15 août 2020

Le pétrole est en hausse en raison de la faiblesse du dollar, mais la demande est menacée par les tensions entre les États-Unis et la Chine

Les prix du pétrole ont légèrement augmenté vendredi, en raison de la faiblesse du dollar américain, bien que les inquiétudes concernant la demande, dues à la hausse des cas de coronavirus et à l’escalade des tensions entre les États-Unis et la Chine, aient maintenu un plafond sur les prix.

Le dollar a atteint son plus bas niveau depuis 22 mois par rapport à un panier de devises. Un dollar plus faible entraîne généralement une hausse des achats de produits de base cotés sur le billet vert, comme le pétrole, car ils deviennent moins chers pour les détenteurs d’autres devises.

Le brut Brent a augmenté de 6 cents, soit 0,1 pour cent, à 43,37 dollars le baril à 0634 GMT, et le brut West Texas Intermediate (WTI) des États-Unis a augmenté de 1 cent à 41,08 dollars.

“Les prix du brut tentent de se stabiliser alors que les attentes restent élevées quant à la capacité du Congrès à mettre en place un autre programme de secours en cas de pandémie” pour les États-Unis, a déclaré Edward Moya, analyste de marché senior chez OANDA à New York.

“Les données économiques américaines d’hier ont montré que la reprise économique est en difficulté et garantissent à peu près que davantage d’aides fédérales sont à venir”.

Le nombre d’Américains demandant des allocations de chômage a augmenté de manière inattendue pour atteindre 1,416 million la semaine dernière, pour la première fois en près de quatre mois, ce qui laisse penser que la reprise économique américaine est au point mort, avec une recrudescence des cas COVID-19.

Les perspectives économiques américaines se sont assombries au cours du mois dernier en raison d’un nouveau blocage dans certains États suite à l’augmentation des cas de coronavirus, selon les économistes d’un sondage Reuters qui ont mis en garde contre un risque élevé de voir la reprise de l’emploi en cours s’inverser d’ici la fin de l’année.

Les États-Unis ont enregistré jeudi plus de 1 000 décès dus à la COVID-19, marquant ainsi le troisième jour consécutif où le pays a franchi cette sinistre étape alors que la pandémie s’intensifie dans ses États du sud et de l’ouest. Dans le monde, plus de 15 millions de personnes ont été infectées et plus de 620 000 sont mortes.

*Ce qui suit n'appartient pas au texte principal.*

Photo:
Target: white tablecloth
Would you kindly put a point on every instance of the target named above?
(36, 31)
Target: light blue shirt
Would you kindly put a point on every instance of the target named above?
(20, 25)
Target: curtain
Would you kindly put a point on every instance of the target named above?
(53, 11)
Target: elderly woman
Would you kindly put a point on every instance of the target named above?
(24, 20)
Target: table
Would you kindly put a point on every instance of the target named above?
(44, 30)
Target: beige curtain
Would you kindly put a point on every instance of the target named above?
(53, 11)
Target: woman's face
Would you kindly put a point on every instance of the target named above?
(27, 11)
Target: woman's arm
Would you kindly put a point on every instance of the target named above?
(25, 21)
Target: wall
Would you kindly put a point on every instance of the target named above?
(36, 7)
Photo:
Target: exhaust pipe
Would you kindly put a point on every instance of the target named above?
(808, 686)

Alors que la hausse des infections a alimenté les craintes d’une reprise du verrouillage des marchés par le gouvernement, les inquiétudes concernant la demande de pétrole ont été exacerbées par les tensions entre les États-Unis et la Chine – les deux premiers consommateurs de pétrole au monde.

La Chine a ordonné aux États-Unis de fermer son consulat dans la ville de Chengdu vendredi, en réponse à la demande de fermeture de son consulat à Houston en début de semaine.

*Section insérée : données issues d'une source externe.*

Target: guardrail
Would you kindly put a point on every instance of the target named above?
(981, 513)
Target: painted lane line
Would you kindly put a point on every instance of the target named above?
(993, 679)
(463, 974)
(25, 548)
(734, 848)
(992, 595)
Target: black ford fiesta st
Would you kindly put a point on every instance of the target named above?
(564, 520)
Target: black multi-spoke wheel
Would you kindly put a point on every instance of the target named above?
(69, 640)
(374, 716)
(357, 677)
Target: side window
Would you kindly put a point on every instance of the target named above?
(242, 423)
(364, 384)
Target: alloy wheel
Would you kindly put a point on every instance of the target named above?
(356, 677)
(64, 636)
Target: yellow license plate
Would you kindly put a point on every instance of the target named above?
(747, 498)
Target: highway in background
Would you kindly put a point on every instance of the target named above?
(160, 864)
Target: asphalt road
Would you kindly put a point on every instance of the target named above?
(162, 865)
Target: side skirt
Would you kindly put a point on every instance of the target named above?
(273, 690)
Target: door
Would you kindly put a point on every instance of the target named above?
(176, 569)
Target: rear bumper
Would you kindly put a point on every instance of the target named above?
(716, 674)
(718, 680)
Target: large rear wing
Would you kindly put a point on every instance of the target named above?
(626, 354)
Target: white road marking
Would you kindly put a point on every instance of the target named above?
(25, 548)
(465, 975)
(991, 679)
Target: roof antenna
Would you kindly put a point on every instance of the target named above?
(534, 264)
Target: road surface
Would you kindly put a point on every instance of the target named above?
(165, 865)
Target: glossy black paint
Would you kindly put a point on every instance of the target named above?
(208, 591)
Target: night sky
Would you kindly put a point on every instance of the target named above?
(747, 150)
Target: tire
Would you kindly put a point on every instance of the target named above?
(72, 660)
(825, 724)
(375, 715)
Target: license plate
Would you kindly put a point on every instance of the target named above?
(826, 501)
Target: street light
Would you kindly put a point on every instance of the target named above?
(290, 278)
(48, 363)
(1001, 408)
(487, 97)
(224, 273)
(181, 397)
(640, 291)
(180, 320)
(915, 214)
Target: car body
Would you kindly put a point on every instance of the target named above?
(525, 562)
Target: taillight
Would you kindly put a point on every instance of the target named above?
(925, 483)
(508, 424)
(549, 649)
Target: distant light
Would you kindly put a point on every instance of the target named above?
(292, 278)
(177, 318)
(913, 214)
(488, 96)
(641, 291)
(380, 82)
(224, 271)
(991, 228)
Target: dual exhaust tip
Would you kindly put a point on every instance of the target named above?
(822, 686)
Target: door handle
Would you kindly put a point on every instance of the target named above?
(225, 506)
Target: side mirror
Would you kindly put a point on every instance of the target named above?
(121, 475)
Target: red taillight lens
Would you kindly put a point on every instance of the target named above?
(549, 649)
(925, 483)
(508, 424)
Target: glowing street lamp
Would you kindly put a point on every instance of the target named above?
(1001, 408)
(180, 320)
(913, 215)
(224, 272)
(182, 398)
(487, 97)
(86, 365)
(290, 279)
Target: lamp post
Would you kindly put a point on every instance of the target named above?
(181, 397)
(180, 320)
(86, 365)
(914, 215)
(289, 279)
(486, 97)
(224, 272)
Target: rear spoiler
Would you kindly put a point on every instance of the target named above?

Les relations entre Washington et Pékin se sont fortement détériorées cette année sur toute une série de sujets allant du commerce et de la technologie au coronavirus, en passant par les revendications territoriales de la Chine dans la mer de Chine méridionale et la répression de Hong Kong.

En Chine, la congestion des ports pétroliers de la côte est augmente les coûts pour les expéditeurs et les importateurs alors même que la demande de carburant stagne.

Barclays Commodities Research a déclaré que les prix du pétrole pourraient connaître une correction à court terme si la reprise de la demande de carburant ralentit encore, en particulier aux États-Unis.

La banque a abaissé ses prévisions d’excédent du marché pétrolier pour 2020 à une moyenne de 2,5 millions de barils par jour (bpj), contre 3,5 millions bpj auparavant.